J.R. managed to escape the following season (1990-1991), but what little control he still had over Ewing Oil slipped further from his grasp. Bobby, weary of the battle and grieving over the sudden death of his new bride April (she had been kidnapped by Hillary during their Paris honeymoon), sold his controlling interest to manipulative newcomer LeeAnn, whom J.R. had jilted in college. LeeAnn in turn sold to Michelle (married to J.R.'s plotting son James), who, after murdering her sister April's killer (Hillary) turned half interest over to J.R.'s old rival, boozy Cliff. Cliff soon snared the other half as well. McKay had left town so J.R. made a play for Weststar, but when that failed, he was locked out of the oil business altogether.

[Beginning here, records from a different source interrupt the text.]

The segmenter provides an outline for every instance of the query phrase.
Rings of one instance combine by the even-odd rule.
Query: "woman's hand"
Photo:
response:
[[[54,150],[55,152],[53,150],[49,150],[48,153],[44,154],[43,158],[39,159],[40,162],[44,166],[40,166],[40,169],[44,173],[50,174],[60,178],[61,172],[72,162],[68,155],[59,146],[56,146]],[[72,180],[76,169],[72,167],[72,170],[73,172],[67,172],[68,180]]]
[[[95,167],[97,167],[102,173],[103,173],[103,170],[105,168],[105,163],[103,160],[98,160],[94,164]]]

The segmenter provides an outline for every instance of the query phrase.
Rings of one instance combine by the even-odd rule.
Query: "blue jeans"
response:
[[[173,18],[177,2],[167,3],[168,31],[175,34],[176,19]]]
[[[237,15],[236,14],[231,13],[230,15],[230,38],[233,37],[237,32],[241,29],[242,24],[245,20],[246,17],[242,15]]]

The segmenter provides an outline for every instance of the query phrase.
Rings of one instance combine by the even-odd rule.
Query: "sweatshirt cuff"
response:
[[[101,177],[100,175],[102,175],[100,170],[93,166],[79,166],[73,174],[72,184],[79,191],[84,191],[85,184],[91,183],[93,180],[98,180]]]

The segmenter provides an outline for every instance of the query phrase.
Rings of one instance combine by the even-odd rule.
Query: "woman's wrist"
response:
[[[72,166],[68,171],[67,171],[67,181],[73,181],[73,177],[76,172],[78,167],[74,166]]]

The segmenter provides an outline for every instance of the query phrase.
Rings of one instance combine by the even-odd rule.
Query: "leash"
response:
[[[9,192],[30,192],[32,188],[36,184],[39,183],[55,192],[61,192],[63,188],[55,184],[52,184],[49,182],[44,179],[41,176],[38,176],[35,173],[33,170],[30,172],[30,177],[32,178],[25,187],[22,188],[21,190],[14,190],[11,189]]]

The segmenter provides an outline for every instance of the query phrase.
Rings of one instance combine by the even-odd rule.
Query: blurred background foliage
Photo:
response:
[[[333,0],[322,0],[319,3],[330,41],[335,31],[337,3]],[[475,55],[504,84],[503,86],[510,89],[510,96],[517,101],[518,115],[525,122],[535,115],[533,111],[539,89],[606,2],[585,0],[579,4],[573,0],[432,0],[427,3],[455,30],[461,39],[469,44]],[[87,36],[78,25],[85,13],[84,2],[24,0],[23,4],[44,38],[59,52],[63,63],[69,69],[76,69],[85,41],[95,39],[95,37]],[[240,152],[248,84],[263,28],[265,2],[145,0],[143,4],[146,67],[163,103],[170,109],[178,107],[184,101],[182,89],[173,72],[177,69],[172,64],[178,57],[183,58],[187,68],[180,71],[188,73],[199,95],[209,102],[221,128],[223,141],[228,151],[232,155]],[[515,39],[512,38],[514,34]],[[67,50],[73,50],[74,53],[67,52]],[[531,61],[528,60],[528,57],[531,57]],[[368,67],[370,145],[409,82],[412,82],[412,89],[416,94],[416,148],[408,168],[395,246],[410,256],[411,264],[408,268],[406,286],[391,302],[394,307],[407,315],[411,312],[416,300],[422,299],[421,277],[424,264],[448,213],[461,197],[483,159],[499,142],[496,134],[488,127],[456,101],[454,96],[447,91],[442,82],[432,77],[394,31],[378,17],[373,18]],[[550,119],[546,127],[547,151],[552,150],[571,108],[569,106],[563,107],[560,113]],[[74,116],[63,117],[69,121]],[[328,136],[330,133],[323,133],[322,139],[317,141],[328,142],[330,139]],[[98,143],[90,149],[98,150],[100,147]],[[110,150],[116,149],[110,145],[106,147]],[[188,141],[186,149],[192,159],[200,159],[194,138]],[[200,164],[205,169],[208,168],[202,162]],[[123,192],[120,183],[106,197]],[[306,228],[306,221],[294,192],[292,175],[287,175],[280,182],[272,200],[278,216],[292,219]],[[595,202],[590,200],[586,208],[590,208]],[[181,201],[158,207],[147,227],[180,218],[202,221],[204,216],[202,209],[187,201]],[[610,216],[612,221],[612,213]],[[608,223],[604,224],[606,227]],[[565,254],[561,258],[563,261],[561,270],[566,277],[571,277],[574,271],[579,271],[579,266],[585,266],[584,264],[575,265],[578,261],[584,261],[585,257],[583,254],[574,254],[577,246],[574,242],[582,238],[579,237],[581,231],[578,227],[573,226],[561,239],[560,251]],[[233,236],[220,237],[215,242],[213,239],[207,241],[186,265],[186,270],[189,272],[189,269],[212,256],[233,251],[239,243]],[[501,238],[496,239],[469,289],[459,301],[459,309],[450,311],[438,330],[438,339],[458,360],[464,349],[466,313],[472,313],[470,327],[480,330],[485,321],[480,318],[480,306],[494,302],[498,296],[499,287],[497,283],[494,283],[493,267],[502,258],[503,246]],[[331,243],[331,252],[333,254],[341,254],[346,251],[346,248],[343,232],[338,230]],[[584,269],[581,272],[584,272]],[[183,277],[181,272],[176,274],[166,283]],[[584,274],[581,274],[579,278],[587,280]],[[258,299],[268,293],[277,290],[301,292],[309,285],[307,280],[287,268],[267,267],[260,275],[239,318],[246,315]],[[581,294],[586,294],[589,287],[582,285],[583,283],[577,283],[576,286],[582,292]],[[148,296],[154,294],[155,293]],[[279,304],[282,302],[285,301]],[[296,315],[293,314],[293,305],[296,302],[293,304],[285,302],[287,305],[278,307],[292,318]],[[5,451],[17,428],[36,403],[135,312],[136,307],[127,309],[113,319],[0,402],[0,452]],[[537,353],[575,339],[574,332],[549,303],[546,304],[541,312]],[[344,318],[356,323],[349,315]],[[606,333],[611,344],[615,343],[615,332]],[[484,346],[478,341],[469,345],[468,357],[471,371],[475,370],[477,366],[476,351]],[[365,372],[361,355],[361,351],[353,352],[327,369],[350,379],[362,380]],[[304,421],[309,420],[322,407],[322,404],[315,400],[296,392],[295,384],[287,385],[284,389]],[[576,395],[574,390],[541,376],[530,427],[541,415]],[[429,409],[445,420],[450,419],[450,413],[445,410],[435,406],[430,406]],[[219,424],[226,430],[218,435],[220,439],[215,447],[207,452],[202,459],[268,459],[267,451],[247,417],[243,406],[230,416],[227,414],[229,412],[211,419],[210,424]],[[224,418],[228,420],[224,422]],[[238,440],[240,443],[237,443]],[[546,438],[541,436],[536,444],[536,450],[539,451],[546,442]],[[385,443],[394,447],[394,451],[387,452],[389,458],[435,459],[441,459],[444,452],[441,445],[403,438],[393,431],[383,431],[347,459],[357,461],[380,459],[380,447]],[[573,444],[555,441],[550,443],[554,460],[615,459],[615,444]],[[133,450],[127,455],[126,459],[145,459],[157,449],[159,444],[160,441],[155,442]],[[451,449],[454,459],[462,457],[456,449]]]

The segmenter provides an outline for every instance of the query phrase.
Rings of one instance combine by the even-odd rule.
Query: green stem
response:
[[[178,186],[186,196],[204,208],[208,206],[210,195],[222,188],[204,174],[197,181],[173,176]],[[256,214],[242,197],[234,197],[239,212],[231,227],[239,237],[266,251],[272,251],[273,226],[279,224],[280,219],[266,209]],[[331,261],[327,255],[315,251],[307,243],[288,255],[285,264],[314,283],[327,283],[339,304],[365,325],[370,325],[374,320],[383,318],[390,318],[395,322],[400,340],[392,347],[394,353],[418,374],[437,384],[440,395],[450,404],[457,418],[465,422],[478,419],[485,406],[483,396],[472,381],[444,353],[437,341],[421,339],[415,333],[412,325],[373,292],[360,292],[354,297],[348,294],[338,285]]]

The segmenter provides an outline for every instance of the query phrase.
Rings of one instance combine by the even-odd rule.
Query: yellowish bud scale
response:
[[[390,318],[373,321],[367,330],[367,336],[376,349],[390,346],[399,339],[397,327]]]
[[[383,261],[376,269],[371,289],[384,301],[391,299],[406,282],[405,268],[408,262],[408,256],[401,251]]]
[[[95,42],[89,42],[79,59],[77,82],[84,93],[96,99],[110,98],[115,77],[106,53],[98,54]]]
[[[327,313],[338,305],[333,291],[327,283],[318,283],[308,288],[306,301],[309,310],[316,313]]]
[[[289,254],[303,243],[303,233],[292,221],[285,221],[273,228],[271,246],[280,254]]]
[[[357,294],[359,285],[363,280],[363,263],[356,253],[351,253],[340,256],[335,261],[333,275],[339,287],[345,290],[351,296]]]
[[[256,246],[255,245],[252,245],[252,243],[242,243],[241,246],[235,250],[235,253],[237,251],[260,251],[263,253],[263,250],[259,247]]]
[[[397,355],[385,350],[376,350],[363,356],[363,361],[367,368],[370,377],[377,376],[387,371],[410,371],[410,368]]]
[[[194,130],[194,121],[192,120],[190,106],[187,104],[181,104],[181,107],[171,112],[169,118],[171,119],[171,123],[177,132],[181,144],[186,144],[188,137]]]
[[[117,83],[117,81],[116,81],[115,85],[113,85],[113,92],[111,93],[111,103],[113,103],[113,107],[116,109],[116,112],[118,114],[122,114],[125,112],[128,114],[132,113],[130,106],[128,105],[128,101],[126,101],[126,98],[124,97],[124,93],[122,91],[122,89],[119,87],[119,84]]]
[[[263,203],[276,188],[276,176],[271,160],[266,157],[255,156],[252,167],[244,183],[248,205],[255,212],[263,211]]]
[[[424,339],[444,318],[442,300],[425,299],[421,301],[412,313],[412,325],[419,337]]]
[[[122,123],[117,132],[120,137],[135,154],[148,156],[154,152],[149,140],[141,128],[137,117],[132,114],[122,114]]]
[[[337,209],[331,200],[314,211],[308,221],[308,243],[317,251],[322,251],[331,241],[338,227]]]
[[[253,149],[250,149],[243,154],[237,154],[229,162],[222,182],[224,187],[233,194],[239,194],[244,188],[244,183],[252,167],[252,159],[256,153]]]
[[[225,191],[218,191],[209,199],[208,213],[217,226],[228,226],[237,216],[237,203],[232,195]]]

In the series' final episode, J.R.'s entire world seemed to have crashed down around him. His business was gone: Ewing Oil now belonged to Cliff. His family was dispersed: Ellie and Clayton were traveling in Europe, beloved son John Ross left him to live with Sue Ellen in London, not-so-beloved son James and his bride Debra Lynn departed with grandson Jimmy, and ex-wife Cally now lived happily in Palm Beach with his other child. Even Southfork had been turned over to Bobby by Miss Ellie. J.R. was left with a bank account and the promise of his ever-forgiving brother that he could stay in the big, now-empty house as long as he wished.

As J.R. drank and contemplated suicide, an apparition named Adam (Joel Grey) appeared to show him what life would have been like if he had never been born. It was like It's A Wonderful Life turned upside down - some Dallas characters were seen with better lives, others with even worse ones. Finally, the "angel" Adam's eyes flashed red - was he the devil? - J.R. raised the pistol, and a shot rang out. Bobby burst into the room. Only he, not the viewer, saw what had happened.